Fourth in the Hollywood series, LAPD Nate Weiss is chasing a group of teenage burglars.

Wednesday, March 02, 2011

Craig Blacklock at the Library

Meet Minnesota photographer Craig Blacklock at the library. Craig will be in the library auditorium on Monday, March 14, 2011, at Noon.

Craig Blacklock is a nature photographer, and has published many books. Some of his more popular titles include “The Lake Superior Images”; “The Duluth Portfolio”, which won the Northeastern Minnesota Book Award; and his newest book “Minnesota’s North Shore”. The program will be about 1.5 to 2 hours long, will include a question and answer session, and a book signing. He will talk about his work on Lake Superior and show still pictures and videos.

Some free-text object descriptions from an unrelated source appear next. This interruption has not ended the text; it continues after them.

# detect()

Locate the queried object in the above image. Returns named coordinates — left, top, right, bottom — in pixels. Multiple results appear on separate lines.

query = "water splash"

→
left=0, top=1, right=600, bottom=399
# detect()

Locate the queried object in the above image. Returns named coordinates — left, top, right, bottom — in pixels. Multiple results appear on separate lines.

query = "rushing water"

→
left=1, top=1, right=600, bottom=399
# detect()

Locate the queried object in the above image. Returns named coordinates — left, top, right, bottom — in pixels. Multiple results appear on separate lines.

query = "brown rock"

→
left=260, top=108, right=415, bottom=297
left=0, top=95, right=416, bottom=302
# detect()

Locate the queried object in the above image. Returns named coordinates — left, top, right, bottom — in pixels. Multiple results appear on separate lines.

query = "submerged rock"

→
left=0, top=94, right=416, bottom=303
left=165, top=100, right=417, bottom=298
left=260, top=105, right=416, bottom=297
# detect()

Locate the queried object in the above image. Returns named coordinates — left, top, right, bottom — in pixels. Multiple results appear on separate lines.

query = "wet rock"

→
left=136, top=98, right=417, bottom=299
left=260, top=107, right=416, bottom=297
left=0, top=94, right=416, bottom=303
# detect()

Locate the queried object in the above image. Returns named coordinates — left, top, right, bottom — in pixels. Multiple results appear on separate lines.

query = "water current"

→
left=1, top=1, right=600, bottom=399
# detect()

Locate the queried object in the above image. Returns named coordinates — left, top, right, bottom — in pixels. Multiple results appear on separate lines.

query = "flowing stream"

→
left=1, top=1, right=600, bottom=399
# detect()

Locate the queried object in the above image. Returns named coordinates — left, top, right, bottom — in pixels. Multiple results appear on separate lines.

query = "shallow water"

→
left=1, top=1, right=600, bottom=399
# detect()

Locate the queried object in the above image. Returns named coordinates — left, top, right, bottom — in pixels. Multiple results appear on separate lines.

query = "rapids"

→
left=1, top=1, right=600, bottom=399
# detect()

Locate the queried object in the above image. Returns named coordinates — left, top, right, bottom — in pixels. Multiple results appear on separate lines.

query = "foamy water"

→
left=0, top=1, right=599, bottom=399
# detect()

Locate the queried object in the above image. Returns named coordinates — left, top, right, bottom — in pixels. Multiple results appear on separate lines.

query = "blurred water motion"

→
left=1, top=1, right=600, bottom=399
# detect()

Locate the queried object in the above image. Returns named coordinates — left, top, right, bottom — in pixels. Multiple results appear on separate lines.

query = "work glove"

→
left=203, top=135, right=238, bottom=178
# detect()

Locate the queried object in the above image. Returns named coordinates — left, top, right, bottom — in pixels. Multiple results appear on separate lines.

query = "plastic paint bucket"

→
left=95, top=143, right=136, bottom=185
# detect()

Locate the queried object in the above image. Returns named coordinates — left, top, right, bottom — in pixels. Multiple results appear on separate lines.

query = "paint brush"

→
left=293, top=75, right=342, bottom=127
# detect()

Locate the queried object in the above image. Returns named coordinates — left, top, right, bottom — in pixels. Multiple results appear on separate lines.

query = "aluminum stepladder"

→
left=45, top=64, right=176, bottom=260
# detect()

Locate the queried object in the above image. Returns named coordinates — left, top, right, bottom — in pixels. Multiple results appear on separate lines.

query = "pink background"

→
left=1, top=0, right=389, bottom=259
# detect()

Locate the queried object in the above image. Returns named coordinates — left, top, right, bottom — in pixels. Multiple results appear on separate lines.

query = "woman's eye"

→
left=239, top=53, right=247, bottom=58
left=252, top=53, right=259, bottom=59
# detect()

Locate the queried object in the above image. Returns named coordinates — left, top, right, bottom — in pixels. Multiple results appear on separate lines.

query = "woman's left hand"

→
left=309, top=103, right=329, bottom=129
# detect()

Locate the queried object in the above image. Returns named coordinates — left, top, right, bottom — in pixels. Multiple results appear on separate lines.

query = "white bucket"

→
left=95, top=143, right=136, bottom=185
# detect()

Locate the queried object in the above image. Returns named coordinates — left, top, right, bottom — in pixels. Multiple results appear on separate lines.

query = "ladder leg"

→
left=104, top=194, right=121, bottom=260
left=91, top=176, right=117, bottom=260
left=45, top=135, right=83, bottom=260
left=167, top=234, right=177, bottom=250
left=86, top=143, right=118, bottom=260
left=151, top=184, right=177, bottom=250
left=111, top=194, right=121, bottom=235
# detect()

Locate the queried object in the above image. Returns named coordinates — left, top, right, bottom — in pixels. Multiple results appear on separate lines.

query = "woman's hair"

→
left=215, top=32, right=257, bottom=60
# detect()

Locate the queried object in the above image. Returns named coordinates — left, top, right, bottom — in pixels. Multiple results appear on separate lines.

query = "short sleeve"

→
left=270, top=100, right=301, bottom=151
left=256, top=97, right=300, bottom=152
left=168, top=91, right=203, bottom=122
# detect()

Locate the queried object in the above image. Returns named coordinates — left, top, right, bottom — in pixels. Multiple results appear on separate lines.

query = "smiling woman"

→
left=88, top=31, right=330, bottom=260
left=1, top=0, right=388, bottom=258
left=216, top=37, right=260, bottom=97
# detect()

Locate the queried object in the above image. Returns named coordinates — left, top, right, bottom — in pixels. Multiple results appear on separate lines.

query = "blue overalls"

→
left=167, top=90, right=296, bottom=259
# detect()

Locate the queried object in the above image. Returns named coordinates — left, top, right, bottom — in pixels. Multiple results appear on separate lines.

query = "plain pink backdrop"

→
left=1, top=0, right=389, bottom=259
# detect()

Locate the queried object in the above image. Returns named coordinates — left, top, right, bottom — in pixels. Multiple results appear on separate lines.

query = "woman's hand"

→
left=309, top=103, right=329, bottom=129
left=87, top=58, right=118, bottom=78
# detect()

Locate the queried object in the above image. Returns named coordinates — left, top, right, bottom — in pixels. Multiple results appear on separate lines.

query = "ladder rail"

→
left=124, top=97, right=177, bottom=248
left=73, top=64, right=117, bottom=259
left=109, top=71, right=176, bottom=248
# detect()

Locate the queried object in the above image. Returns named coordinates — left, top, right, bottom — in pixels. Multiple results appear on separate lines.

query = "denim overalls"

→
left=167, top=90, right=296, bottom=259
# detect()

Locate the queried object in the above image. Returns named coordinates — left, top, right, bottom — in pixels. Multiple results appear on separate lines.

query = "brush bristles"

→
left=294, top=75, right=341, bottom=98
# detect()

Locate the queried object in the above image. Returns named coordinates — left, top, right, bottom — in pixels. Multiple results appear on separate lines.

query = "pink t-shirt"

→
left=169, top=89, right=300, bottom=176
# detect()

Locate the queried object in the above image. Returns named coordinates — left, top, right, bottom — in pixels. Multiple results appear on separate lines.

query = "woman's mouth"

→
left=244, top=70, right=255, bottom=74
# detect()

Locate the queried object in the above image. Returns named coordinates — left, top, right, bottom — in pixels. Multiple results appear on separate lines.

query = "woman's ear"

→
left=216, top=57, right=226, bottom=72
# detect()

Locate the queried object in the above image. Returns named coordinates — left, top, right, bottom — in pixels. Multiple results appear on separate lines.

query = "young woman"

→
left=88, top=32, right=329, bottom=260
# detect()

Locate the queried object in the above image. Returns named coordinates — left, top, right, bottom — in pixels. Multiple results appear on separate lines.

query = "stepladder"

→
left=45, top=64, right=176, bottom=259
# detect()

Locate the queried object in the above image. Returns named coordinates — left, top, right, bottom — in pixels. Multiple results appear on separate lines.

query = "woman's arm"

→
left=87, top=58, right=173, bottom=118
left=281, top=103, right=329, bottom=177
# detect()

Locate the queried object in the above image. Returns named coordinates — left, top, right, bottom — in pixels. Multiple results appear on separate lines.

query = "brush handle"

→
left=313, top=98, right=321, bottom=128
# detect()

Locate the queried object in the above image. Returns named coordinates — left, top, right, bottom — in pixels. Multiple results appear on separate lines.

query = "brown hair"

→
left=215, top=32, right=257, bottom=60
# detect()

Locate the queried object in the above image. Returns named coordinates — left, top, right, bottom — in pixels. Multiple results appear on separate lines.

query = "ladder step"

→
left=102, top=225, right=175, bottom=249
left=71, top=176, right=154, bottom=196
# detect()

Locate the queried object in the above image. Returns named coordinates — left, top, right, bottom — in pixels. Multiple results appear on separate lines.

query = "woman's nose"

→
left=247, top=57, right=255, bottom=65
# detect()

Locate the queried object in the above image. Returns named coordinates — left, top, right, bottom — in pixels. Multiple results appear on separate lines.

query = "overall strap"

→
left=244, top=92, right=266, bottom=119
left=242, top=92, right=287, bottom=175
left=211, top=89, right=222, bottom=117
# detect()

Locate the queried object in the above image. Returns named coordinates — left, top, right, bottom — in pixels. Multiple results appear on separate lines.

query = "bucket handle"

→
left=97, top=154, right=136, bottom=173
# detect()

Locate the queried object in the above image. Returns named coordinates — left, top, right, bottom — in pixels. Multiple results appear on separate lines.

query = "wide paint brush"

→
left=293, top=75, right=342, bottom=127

The Craig Blacklock program is sponsored by Arrowhead Library System, the Minnesota Library Legacy Fund, and Hibbing Public Library. It was funded in part or in whole with money from Minnesota’s Arts and Cultural Heritage Fund.

Tuesday, March 01, 2011

Sing You Home by Jodi Picoult

Zoe Baxter, music therapist, says, "When I tell people I am a music therapist, they think it means I play guitar for people who are in the hospital - that I'm a performer. Actually, I'm more like a physical therapist, except instead of using treadmills and grab bars as tools, I use music."
For fans of Jodi Picoult, she needs no introduction. Visit her website at:
Sing You Home can be found in the new book section of Hibbing Public Library.